Do privacy laws and anti-money laundering reporting obligations clash?

The article is relevant to members in Australia and was current at the time of publication.

Australia’s expanded anti-money laundering and counter-terrorism financing (AML/CTF) laws are set to test accountants with demands for greater data collection and disclosure, while still adhering to privacy laws.

From 1 July, Tranche 2 entities must collect, assess and, in some cases, report client information while also complying with the Privacy Act 1988, regardless of the A$3 million small business exemption.

Where AML/CTF and privacy laws converge

Australia’s privacy framework is anchored in the Privacy Act and the Australian Privacy Principles (APPs). Both emphasise restraint: collect only what is reasonably necessary (APP 3), notify individuals about data use (APP 5), limit use and disclosure (APP 6), and secure personal information (APP 11). 

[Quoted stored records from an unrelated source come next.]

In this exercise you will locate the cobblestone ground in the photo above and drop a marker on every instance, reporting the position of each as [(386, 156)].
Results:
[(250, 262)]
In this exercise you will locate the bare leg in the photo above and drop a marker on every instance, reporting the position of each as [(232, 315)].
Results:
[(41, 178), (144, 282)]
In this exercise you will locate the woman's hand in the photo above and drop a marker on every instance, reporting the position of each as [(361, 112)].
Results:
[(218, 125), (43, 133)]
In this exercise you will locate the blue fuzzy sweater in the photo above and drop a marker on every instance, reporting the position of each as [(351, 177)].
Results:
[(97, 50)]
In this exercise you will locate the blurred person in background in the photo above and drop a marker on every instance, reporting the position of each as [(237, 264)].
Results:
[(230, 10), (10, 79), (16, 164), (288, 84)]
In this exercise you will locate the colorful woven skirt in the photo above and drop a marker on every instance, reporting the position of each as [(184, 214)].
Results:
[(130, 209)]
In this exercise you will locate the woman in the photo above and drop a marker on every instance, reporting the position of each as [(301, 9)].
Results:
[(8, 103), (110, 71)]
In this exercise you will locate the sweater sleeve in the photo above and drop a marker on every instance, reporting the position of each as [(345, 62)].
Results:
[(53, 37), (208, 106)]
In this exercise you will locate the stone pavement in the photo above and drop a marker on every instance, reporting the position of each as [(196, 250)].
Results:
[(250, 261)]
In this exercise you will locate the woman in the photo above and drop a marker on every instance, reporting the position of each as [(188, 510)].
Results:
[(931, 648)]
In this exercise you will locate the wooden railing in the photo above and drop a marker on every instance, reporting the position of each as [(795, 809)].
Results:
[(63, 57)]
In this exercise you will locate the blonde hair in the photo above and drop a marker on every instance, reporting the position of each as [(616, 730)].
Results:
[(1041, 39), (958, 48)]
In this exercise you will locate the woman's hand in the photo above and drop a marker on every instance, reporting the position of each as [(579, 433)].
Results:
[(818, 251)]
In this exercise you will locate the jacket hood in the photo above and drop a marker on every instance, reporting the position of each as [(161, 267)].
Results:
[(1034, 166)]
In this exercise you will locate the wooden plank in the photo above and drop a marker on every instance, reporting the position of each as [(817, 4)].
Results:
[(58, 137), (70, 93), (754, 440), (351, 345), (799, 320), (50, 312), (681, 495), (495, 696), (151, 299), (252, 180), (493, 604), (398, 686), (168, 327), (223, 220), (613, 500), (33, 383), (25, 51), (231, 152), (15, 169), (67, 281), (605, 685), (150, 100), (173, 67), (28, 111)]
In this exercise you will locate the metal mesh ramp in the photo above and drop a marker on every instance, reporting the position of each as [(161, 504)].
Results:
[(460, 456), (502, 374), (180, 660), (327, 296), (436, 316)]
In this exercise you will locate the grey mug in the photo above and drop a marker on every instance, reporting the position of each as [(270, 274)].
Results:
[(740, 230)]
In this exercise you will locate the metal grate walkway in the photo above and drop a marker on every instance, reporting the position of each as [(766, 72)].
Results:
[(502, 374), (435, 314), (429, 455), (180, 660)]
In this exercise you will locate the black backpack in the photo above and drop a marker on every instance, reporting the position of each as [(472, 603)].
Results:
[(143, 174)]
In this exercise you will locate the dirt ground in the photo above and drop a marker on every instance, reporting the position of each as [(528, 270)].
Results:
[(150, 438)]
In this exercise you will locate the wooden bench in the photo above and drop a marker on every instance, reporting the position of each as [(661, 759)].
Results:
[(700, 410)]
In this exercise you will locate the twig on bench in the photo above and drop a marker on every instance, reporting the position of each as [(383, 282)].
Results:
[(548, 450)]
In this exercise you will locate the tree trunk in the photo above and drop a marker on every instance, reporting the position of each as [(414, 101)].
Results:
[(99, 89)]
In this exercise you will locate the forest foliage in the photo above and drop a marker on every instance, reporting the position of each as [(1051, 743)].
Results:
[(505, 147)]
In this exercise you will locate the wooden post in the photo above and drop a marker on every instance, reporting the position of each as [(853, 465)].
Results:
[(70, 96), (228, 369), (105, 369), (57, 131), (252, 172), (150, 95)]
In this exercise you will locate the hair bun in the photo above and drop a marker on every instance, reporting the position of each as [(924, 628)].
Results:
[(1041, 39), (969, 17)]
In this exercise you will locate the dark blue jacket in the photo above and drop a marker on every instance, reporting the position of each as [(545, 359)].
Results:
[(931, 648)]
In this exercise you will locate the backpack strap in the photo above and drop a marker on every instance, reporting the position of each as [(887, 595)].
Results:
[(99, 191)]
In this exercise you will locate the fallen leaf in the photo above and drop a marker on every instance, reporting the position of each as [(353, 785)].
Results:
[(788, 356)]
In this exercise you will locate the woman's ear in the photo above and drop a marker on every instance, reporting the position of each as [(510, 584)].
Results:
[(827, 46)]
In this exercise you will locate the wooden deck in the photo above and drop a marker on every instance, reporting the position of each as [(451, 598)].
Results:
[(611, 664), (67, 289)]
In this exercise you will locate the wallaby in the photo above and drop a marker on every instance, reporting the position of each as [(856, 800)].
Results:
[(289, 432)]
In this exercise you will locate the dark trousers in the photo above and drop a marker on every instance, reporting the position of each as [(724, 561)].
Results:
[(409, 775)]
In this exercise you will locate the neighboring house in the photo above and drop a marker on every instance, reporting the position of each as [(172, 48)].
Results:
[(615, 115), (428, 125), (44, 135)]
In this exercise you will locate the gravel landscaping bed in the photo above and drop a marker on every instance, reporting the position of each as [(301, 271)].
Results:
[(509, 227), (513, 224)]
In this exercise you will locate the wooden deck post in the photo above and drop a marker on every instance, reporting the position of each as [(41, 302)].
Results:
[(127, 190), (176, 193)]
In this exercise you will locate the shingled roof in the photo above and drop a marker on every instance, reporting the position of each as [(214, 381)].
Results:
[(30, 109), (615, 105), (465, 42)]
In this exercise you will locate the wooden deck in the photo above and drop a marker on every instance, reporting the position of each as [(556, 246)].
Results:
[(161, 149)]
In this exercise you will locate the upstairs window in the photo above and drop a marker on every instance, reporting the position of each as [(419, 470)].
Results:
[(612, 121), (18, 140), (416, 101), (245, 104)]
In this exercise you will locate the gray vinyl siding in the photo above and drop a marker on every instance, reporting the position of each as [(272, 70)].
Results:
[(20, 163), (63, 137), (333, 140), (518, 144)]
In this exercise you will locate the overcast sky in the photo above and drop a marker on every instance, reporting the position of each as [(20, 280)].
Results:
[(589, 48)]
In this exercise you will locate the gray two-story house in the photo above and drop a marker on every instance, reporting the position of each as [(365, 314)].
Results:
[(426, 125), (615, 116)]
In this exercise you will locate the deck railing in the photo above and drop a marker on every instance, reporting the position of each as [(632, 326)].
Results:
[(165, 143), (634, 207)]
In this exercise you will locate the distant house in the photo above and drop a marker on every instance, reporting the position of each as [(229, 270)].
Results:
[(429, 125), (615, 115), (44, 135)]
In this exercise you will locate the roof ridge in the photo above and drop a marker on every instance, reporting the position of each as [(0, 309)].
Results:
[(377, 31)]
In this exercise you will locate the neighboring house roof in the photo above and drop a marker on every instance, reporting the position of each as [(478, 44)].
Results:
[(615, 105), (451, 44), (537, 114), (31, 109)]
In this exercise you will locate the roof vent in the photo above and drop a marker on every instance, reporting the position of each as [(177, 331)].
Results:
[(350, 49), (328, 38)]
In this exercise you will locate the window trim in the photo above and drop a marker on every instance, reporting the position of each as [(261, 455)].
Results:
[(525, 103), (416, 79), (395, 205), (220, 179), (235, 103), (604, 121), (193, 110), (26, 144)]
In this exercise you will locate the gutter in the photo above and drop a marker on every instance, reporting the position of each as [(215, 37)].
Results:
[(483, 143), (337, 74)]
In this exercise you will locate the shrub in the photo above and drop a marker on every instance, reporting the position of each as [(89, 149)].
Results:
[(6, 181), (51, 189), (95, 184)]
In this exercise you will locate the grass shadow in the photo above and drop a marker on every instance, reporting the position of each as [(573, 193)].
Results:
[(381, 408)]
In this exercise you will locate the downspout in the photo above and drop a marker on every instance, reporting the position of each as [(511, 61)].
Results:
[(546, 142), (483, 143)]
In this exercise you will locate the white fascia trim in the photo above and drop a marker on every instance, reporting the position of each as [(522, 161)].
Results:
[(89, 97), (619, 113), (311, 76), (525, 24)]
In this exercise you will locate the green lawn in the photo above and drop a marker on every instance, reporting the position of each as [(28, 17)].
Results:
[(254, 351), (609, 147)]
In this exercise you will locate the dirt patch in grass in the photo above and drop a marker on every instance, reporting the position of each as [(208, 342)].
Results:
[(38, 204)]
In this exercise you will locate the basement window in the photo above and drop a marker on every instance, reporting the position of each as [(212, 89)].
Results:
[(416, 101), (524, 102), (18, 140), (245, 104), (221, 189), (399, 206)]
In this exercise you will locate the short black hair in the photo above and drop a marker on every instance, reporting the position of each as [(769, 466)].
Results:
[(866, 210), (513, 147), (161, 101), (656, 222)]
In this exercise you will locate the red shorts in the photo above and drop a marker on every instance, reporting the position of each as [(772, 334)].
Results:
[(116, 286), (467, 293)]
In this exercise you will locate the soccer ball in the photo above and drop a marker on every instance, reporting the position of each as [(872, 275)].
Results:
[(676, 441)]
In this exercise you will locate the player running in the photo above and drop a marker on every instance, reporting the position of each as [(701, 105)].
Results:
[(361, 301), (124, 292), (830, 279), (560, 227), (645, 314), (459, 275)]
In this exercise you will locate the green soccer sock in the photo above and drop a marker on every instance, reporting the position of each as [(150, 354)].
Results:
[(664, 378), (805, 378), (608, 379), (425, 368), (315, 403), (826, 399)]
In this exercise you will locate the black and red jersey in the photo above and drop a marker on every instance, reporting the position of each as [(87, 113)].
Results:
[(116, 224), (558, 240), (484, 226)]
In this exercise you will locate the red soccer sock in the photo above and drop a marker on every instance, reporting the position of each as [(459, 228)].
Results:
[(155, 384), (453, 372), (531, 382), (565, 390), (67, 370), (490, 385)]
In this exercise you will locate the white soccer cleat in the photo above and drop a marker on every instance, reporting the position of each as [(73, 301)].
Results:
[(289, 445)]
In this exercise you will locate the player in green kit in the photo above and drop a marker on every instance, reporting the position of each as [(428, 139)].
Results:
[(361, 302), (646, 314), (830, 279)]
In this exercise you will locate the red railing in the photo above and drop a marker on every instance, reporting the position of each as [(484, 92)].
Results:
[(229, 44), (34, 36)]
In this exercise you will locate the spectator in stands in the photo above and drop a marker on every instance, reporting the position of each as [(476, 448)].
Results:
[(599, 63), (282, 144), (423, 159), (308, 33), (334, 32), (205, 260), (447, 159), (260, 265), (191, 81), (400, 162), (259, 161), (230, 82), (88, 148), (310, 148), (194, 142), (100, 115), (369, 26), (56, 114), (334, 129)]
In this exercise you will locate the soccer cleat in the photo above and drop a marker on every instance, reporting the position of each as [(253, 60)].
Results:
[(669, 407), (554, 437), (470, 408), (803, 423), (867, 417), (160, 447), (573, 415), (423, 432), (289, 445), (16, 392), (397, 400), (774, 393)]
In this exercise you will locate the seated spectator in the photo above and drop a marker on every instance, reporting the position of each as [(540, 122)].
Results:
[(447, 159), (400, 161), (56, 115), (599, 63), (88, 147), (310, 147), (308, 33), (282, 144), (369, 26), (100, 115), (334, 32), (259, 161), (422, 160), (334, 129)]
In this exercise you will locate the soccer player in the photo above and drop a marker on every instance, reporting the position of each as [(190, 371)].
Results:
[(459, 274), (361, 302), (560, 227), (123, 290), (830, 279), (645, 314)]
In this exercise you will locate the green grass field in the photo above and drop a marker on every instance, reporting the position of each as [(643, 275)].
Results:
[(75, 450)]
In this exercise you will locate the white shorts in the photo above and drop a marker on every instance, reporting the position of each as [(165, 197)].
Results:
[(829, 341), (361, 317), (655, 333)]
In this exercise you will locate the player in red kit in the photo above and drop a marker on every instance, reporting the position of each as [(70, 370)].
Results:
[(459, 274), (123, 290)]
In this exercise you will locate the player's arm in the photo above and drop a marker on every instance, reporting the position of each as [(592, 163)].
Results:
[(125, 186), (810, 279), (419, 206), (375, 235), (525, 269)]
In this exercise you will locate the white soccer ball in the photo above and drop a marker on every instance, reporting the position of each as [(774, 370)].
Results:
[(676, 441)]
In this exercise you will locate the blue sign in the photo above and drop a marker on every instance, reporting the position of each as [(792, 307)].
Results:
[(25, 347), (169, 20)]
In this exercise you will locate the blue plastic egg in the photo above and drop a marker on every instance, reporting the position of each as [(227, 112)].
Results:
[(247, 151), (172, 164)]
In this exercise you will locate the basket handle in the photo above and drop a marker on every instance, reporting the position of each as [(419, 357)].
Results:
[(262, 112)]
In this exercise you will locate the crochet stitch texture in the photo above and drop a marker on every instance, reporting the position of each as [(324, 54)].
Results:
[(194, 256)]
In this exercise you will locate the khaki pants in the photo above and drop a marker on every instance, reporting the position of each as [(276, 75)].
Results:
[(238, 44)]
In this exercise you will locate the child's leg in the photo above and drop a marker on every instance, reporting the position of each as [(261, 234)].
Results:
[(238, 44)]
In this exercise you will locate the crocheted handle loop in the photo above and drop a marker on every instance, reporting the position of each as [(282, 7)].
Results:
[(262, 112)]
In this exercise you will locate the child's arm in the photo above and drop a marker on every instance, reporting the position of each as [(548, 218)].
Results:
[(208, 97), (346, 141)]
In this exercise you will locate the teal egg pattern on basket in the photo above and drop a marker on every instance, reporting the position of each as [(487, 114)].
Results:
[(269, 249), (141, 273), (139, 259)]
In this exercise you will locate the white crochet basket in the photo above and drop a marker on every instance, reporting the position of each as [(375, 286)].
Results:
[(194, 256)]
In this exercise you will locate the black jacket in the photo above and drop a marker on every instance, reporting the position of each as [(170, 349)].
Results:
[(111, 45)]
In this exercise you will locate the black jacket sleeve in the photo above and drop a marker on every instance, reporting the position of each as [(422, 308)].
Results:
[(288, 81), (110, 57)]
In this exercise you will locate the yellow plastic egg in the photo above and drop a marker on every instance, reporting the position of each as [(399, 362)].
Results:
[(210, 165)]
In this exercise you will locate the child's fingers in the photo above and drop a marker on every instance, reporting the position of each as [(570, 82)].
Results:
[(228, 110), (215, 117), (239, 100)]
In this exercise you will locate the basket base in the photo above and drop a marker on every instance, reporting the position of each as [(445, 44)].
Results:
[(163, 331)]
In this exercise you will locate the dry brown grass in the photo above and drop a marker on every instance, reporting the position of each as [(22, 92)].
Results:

Here’s where the tension between the AML/CTF and privacy legislation arises.

Disclosure

AML/CTF laws require the reporting of suspicious matters, which may involve sensitive client information. While this would typically be restricted under APP 6, the “authorised by law” exception allows disclosure. The key is to clearly document the legal basis for any reporting.

Data collection

Know Your Client (KYC) processes may require identity documents, financial histories and risk profiling. However, APP 3 requires firms to justify each piece of information collected. Over-collection can be just as problematic as under-collection.

Retention obligations

AML/CTF rules often require records to be kept for up to seven years. In contrast, privacy law requires information to be destroyed or de-identified once it is no longer needed. You will need clear policies to distinguish between records that must be retained for seven years and those that should be deleted sooner.

Transparency and “tipping off”

APP 5 requires firms to explain how client data is handled. However, AML/CTF laws may restrict what can be disclosed if there is a risk of tipping off a client. Carefully worded client communications are, therefore, essential.

Cloud and offshore processing

Where data is stored or processed overseas, APP 8 requires firms to ensure recipients uphold comparable privacy standards.

$3 million threshold no longer applies

Even small accounting practices, that would otherwise be exempt from the Privacy Act under the “small business” exemption, will, from 1 July, become regulated by privacy laws if they are Tranche 2 entities. This is particularly relevant for client onboarding (KYC), ongoing monitoring, reporting and record-keeping.

Where the legislations align

Both AML/CTF and privacy frameworks require strong data security, governance, audit trails and a risk-based approach to compliance. Firms that invest in these fundamentals will be better positioned to meet both sets of obligations.

Solution: find the balance

Industry experts say the goal for Tranche 2 entities is to collect enough information to meet AML/CTF requirements without breaching privacy obligations. This starts with changing mindsets.

Break old habits

Anna Johnston, Director at privacy consultancy Helios Salinger, says the old approach of collecting and keeping data “just in case” is no longer sustainable.

“Over-collection and over-retention of data can cause significant privacy compliance risks as well as make organisations vulnerable to cyber attacks.”

The Office of the Australian Information Commissioner (OAIC) recently issued guidance for Tranche 2 entities. Johnston stresses that failing to understand your privacy obligations could cost you financially.

“Businesses face a tooled-up privacy regulator and a recently beefed-up civil penalty regime, which allow the Privacy Commissioner — who sits in the OAIC — to issue instant fines. And with the OAIC currently conducting a compliance sweep of privacy policies to check their compliance with the Privacy Act, now is the time to get your house in order.”

Johnston recommends locking in:

• a privacy policy that meets the requirements of APP 1.4
• collection notices at every point where personal data is collected for APP 5
• a retention policy on how long data should be kept and how to dispose of data safely
• training for staff to know what to collect and what not to say to clients 
• a data breach response procedure to prepare for a breach or a cyber attack.

Prepare for client pushback 

Neville Birthisel, Policy Advisor, Regulations and Standards CPA Australia says Tranche 2 entities also need to have a clear, consistent explanation for clients who question why more, or more sensitive, information is required.

“Accountants need to have a spiel in their back pocket, so clients understand why they have the obligation. Accountants also need to be ready to defend that position and explain the new regulatory obligation when feathers get ruffled — as this will likely happen.”

With the laws applying across the industry, Birthisel says clients will eventually realise they cannot shop around.

Privacy templates 

The OAIC has a template collection notice for AML/CTF reporting entities. CPA Australia has a wealth of information for practitioners that qualify as tranche 2 entities.